Human Resources News & Insights

5 words your training programs must include now

If you’re not teaching your employees and their managers this wrinkle in federal law (and some employers clearly aren’t), you’re inviting legal trouble. 

The law in question? The ADA.

The wrinkle? That it applies to customers as much as it applies to employees.

Surely, you’re covering the employee-side of the ADA at length with your managers. But it’s easy for the customer-specific provisions to get overlooked — and they apply not just to your managers, but also to their subordinates.

Thankfully, there’s a great phrase that can simplify what your workers’ responsibilities are under the law when it comes to customers: “Try to accommodate disabled customers” … period.

Bakery gets cooked for kicking out service dog

This issue was recently brought to light — in a bad way — when an employee at Dick’s Bakery in Berea, OH, told a blind patron she had to take her service dog outside.

The incident created a firestorm of criticism — and lost business, no doubt — for the bakery.

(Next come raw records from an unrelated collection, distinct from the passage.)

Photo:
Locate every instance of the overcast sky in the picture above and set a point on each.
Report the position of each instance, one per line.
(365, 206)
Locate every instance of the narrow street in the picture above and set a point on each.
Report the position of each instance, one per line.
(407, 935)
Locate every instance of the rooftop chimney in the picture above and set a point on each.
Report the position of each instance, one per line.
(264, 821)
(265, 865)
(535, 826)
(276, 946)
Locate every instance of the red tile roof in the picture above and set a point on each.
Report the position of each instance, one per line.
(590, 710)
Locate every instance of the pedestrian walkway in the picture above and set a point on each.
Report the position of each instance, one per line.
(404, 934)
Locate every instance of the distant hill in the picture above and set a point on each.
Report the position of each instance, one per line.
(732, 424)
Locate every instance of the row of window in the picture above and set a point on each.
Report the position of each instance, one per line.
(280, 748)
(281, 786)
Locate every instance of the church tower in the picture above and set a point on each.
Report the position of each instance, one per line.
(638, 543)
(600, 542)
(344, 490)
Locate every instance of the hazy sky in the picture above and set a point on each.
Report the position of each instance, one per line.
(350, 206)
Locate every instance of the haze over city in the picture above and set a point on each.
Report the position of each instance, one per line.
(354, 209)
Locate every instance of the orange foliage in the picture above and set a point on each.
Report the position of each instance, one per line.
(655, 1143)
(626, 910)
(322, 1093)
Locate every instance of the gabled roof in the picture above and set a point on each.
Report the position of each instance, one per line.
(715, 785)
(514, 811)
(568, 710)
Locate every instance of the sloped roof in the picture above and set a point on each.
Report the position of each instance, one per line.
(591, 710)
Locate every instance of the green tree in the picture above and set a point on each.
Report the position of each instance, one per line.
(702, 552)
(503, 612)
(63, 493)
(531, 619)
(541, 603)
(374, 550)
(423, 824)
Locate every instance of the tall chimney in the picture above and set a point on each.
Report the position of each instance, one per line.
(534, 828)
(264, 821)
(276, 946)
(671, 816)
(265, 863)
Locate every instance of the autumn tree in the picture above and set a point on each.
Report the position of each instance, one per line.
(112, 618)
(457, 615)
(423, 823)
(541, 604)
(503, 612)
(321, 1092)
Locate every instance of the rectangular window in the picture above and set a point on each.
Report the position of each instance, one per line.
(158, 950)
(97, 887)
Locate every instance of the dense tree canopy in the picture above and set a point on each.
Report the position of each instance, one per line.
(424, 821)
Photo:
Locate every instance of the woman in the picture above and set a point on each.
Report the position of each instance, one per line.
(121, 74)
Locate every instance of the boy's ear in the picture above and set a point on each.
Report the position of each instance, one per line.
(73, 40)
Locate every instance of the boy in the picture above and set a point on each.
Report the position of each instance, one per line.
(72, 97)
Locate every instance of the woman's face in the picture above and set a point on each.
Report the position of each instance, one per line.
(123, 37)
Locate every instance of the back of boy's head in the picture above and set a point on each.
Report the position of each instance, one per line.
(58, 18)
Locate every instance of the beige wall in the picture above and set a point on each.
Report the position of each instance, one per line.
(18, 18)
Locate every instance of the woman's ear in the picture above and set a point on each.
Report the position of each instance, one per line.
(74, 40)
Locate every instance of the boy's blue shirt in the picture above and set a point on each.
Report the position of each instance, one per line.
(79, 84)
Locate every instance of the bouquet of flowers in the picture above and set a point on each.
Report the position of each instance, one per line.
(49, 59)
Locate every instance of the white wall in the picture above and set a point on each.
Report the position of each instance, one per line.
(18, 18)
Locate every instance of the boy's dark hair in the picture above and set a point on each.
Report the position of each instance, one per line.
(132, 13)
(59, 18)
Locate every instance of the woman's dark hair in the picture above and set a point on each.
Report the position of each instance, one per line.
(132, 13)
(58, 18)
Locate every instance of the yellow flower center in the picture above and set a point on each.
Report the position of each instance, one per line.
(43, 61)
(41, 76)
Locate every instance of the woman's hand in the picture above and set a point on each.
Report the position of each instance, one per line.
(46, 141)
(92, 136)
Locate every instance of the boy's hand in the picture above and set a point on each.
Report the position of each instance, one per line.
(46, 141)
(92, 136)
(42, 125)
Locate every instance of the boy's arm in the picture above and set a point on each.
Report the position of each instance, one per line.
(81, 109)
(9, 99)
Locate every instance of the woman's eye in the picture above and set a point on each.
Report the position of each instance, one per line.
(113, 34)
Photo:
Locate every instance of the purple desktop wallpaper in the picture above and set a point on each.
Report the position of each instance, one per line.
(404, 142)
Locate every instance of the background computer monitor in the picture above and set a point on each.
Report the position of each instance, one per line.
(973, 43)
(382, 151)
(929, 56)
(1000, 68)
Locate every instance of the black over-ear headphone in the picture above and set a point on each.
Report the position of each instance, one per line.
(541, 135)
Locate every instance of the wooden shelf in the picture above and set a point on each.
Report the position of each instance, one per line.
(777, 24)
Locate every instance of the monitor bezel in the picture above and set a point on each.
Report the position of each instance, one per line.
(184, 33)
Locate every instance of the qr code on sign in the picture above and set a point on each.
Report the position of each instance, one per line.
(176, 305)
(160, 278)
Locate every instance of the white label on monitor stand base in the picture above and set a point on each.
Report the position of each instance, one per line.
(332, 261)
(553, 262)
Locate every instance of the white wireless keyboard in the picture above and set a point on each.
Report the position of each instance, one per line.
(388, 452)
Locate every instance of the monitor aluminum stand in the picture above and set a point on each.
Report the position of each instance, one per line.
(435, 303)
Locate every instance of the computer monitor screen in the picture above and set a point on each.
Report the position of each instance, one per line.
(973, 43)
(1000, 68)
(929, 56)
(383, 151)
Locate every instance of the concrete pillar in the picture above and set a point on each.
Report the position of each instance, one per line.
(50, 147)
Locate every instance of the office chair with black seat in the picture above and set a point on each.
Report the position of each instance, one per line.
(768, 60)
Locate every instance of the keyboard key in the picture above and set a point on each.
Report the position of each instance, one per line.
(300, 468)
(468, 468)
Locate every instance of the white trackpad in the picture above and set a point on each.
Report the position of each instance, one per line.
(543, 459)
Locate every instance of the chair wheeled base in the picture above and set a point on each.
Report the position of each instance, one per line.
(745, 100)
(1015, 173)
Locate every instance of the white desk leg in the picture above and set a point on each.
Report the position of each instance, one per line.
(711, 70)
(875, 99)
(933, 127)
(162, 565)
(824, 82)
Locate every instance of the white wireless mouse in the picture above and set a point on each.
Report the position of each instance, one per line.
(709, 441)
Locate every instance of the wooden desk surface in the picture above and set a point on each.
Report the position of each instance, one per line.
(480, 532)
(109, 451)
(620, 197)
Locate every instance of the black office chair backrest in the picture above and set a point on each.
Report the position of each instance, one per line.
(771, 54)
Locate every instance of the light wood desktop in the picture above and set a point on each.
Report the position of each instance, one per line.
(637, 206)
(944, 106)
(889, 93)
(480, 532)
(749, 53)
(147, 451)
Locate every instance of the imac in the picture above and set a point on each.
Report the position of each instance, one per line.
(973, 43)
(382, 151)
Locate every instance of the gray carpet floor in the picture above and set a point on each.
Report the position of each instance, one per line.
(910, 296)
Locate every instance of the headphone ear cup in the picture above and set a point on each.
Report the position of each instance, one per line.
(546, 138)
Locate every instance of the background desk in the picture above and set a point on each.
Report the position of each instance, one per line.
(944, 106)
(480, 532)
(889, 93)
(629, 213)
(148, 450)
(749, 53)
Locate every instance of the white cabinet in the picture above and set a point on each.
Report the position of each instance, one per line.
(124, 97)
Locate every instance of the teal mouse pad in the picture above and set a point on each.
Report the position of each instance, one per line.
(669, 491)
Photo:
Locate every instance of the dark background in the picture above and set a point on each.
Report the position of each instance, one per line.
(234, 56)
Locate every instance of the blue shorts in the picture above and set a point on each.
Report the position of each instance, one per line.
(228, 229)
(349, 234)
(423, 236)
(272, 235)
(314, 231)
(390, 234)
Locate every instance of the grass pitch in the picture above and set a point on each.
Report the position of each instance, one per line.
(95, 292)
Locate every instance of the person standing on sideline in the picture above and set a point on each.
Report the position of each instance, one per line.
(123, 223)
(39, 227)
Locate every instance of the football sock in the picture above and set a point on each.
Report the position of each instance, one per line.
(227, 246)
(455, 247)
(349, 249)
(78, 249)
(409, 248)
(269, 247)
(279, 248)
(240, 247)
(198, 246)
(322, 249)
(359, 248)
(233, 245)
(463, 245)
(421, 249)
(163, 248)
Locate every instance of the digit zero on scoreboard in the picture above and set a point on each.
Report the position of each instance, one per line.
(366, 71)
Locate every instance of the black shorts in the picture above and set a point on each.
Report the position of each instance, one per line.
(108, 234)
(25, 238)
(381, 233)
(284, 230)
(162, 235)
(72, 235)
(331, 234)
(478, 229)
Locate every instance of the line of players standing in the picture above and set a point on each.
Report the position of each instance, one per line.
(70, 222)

Thankfully, for the business, it appears the incident won’t result in a lawsuit — as the patron appears to have accepted its apology graciously.

Nevertheless, the incident has created a teaching moment.

What the law requires

Title III of the ADA “prohibits discrimination on the basis of disability in activities of places of public accommodations.”

“Places of public accommodations,” are those that, generally, are open to the public and fall into one of 12 categories:

  • Places of lodging
  • Establishments serving food or drink
  • Places of exhibition or entertainment
  • Places of public gathering
  • Sales or rental establishments
  • Service establishments
  • Public transportation terminals, depots or stations
  • Places of public display or collection
  • Places of recreation
  • Places of education
  • Social service center establishments, and
  • Places of exercise or recreation.

If you fall under one of those categories, you’ve got to try to accommodate disabled individuals when they visit your establishment.

Title III specifically says that accommodations must be made for service dogs that are trained to do work or perform tasks for disabled individuals.

Sure, there are myriad other rules and regulations as to what is and isn’t required of these establishments. But our guess is you’ll be fine as long your employees do everything possible to try to accommodate disabled customers.

That message just needs to permeate through upper management all the way down to your front-line employees.

Unfortunately, that wasn’t what was happening at Dick’s Bakery — despite the employee responsible for asking the service dog to leave having been on the job for 50 years.